Meaning of Inflation
Inflation is a progressive increment in the prices of goods and services sold at the market over time. It means that, on average, the purchasing power of money decreases, leading to the need for more money to buy the same things.
Impact of Inflation on the Stock Market: What you need to know as an Investor
Inflation can have many negative impacts on the stock market. First, it could result in higher interest rates. When inflation rises, the Federal Reserve is more likely to raise interest rates to cool the economy. This can make it more expensive for businesses to borrow money and invest, which can lead to slower economic growth. Slower economic growth can lead to lower corporate profits, which can hurt stock prices.
Second, inflation can erode the value of corporate profits due to rising costs for products and services for industrial productions. This means that companies need to raise prices to maintain their profit margins. However, if they raise prices too much, they may lose customers. This could result in lower returns and lower stock prices.
Third, inflation can lead to uncertainty in the markets. When inflation is high, investors are more likely to be concerned about the future of the economy.
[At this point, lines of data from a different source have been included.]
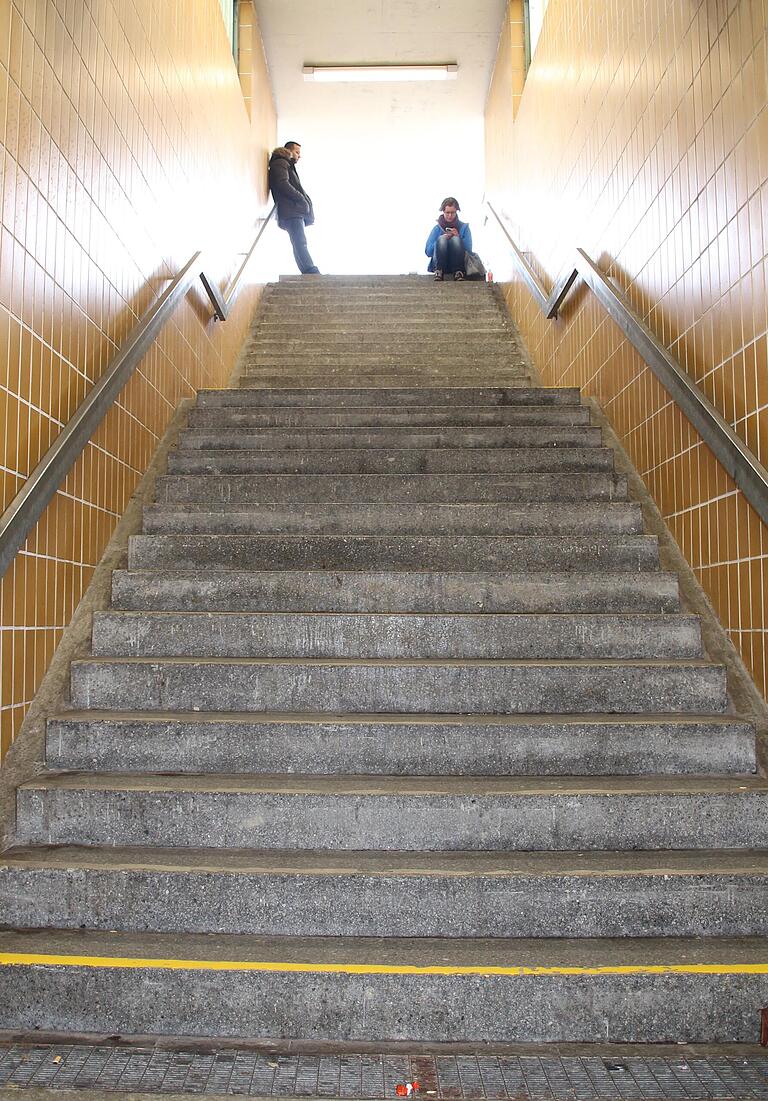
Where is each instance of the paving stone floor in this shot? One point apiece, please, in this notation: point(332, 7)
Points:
point(151, 1069)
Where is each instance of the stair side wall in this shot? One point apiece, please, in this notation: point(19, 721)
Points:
point(657, 167)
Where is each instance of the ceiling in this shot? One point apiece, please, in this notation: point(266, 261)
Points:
point(298, 32)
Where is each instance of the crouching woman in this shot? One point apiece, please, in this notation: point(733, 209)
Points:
point(448, 242)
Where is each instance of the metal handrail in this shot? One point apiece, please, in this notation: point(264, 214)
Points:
point(43, 482)
point(728, 448)
point(231, 290)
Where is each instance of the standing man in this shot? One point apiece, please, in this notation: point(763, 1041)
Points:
point(294, 205)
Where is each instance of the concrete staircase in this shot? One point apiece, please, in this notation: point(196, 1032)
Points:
point(395, 729)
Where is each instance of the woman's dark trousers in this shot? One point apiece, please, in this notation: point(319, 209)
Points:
point(298, 239)
point(449, 253)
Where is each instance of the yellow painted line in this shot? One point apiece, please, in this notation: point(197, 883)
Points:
point(17, 959)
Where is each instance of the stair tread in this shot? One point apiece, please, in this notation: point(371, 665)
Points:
point(417, 662)
point(404, 718)
point(414, 786)
point(393, 951)
point(322, 862)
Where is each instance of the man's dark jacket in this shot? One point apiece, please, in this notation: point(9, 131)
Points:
point(292, 199)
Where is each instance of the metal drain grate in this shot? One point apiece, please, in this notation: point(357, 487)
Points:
point(249, 1074)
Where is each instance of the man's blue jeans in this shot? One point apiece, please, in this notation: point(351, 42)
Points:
point(449, 253)
point(305, 263)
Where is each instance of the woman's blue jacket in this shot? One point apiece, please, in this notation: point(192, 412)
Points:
point(464, 233)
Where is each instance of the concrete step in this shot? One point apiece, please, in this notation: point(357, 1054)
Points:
point(483, 341)
point(379, 518)
point(361, 634)
point(386, 894)
point(390, 813)
point(392, 438)
point(405, 591)
point(399, 744)
point(376, 379)
point(405, 461)
point(401, 685)
point(691, 990)
point(406, 361)
point(216, 491)
point(591, 552)
point(390, 416)
point(426, 325)
point(354, 396)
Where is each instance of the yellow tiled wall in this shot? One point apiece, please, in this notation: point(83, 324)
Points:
point(125, 146)
point(642, 135)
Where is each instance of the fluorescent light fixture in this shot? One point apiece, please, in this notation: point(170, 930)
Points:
point(340, 74)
This can lead to volatility in the stock market, as investors buy and sell stocks in anticipation of future events.
Of course, inflation can also have some positive impacts on the stock market. For example, inflation can lead to higher corporate profits if companies can pass on higher costs to their customers. Additionally, inflation can make stocks more attractive to investors who are looking for a hedge against inflation.
Inflation Report – Possible Surprises for the US Stock Market?
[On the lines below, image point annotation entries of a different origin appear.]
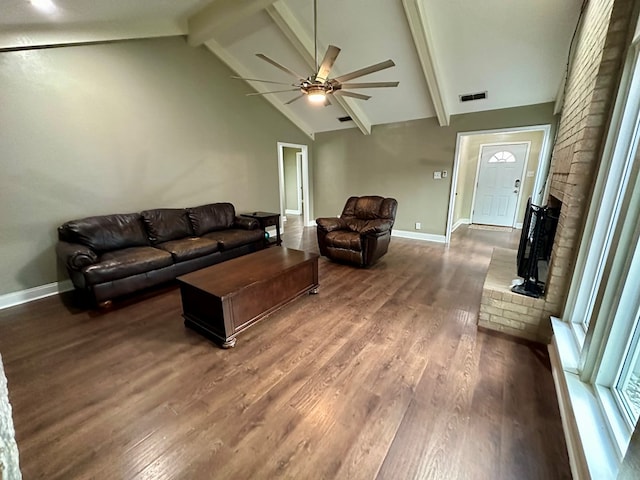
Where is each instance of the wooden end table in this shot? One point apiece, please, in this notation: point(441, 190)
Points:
point(267, 219)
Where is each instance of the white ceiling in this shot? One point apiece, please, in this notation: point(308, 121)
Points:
point(516, 50)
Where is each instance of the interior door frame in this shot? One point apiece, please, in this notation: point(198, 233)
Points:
point(304, 150)
point(541, 175)
point(524, 169)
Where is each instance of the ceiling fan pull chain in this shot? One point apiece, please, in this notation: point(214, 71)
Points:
point(315, 33)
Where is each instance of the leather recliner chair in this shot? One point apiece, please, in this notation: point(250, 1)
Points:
point(361, 234)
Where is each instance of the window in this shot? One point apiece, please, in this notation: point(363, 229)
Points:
point(603, 305)
point(502, 157)
point(627, 385)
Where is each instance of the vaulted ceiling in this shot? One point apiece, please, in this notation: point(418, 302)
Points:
point(515, 50)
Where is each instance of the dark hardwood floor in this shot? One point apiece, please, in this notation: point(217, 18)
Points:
point(382, 375)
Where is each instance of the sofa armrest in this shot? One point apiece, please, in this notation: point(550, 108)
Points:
point(246, 223)
point(329, 224)
point(376, 227)
point(75, 256)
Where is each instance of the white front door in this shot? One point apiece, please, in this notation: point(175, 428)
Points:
point(498, 183)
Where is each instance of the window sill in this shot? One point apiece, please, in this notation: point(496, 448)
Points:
point(592, 453)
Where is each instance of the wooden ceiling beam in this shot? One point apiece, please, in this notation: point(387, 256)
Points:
point(421, 33)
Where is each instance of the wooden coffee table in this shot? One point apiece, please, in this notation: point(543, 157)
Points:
point(222, 300)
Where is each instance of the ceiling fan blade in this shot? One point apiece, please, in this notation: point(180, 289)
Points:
point(281, 67)
point(259, 80)
point(276, 91)
point(365, 71)
point(294, 99)
point(344, 93)
point(327, 62)
point(369, 85)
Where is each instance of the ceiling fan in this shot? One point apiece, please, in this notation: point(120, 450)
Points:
point(318, 86)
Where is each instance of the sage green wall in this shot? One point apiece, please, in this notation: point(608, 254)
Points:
point(469, 154)
point(399, 159)
point(121, 127)
point(290, 181)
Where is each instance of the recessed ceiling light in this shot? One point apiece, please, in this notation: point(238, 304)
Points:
point(46, 6)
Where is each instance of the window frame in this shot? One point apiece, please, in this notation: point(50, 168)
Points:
point(586, 287)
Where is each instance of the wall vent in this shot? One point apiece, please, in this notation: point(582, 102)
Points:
point(470, 97)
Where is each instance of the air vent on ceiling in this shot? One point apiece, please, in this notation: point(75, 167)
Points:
point(469, 97)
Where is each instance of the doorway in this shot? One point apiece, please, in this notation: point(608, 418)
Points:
point(293, 175)
point(465, 168)
point(498, 180)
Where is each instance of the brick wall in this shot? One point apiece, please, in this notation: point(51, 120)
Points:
point(598, 56)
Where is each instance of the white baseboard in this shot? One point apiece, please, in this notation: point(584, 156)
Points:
point(459, 223)
point(427, 237)
point(29, 295)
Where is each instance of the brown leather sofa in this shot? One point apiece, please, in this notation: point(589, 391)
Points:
point(361, 234)
point(112, 255)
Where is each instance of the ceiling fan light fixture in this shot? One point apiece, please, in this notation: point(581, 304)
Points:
point(316, 94)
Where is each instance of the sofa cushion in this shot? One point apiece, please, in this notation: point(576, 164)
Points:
point(344, 239)
point(105, 233)
point(126, 262)
point(211, 217)
point(233, 237)
point(164, 224)
point(188, 248)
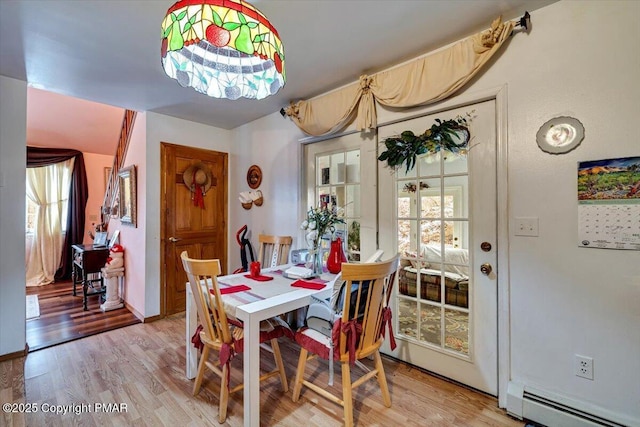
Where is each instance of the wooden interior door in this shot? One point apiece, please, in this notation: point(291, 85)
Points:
point(202, 232)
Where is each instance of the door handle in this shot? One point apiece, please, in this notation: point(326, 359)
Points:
point(486, 268)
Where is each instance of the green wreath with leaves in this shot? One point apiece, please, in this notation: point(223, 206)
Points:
point(406, 147)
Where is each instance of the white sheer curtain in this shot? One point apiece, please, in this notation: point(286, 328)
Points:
point(48, 188)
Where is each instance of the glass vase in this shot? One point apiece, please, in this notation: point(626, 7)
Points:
point(316, 260)
point(336, 257)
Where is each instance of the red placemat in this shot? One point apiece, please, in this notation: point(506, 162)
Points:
point(232, 289)
point(259, 278)
point(307, 285)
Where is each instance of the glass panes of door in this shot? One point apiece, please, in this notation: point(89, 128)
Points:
point(338, 184)
point(433, 241)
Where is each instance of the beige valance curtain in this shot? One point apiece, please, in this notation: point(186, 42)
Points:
point(422, 81)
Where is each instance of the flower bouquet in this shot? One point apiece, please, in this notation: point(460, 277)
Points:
point(320, 221)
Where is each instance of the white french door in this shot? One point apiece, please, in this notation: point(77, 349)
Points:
point(441, 218)
point(341, 171)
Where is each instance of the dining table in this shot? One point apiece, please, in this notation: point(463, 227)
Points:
point(274, 294)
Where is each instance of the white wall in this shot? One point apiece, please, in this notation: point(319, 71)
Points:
point(13, 160)
point(271, 143)
point(567, 300)
point(174, 131)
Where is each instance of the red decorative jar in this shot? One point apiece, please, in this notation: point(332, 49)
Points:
point(336, 257)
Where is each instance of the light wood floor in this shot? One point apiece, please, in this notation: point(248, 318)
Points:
point(143, 366)
point(63, 319)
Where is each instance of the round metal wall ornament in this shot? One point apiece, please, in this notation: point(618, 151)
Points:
point(254, 176)
point(560, 135)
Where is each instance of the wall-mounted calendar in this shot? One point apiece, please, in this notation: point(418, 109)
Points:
point(609, 203)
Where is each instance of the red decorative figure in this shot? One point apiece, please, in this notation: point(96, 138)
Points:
point(336, 257)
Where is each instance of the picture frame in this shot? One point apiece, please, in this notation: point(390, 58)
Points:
point(115, 239)
point(107, 176)
point(100, 239)
point(127, 186)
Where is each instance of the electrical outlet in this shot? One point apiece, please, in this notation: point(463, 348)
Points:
point(584, 367)
point(526, 227)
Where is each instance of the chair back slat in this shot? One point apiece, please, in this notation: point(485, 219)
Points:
point(202, 275)
point(369, 286)
point(274, 250)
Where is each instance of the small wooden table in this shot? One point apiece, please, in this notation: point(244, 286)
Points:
point(88, 259)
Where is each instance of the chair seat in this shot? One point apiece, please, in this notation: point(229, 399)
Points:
point(315, 342)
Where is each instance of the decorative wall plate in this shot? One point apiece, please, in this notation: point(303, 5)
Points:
point(254, 176)
point(560, 135)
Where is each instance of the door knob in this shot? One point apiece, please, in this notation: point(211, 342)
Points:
point(486, 268)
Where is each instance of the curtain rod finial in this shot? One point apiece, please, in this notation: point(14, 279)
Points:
point(524, 21)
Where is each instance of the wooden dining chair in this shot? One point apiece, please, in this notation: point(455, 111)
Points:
point(223, 335)
point(274, 250)
point(358, 334)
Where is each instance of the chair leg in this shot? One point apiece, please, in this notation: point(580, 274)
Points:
point(346, 395)
point(382, 380)
point(224, 394)
point(297, 385)
point(201, 367)
point(278, 359)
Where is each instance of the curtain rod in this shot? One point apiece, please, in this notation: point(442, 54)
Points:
point(523, 22)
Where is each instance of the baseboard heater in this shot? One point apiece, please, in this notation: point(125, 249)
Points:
point(552, 410)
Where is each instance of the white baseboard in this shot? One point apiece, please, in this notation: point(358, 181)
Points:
point(551, 409)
The US stock market is closely watching the upcoming inflation report, which is due to be released on August 10th. Investors are hoping to see signs that inflation is starting to cool off, but many potential surprises could impact the market.
Here are a few possible surprises that could come out of the inflation report:
First, the inflation rate could come out higher than expected. The consensus forecast is for the Consumer Price Index (CPI) to rise by 0.2% MoM in July, but there is a risk that it could be higher. This would be bad news for investors, as it would suggest that inflation is not yet fully under control.
Second, the core inflation could turn out higher than expected. The core inflation rate, which excludes food and energy prices, is also expected to rise by 0.2% MoM in July. However, there is a risk that it could be higher, which would be even more concerning for investors.
Third, inflation expectations could rise. Investors are also watching inflation expectations closely. If inflation expectations rise, it could lead to higher interest rates, which would be bad for stocks.
If any of these surprises come out of the inflation report, it could lead to a sell-off in the stock market. Investors are already on edge about inflation, and any news that suggests that it is not getting better could trigger a panic.
Of course, it is also possible that the inflation report will be better than expected.
If inflation comes in lower than expected, or if core inflation and inflation expectations remain stable, it could lead to a rally in the stock market.
The imminent inflation report due to be released this week’s Thursday is an important economic report that will drive large volatility in the stock market. It is therefore necessary for investors to apply proper risk management strategies to withstand the market volatility ahead of this report.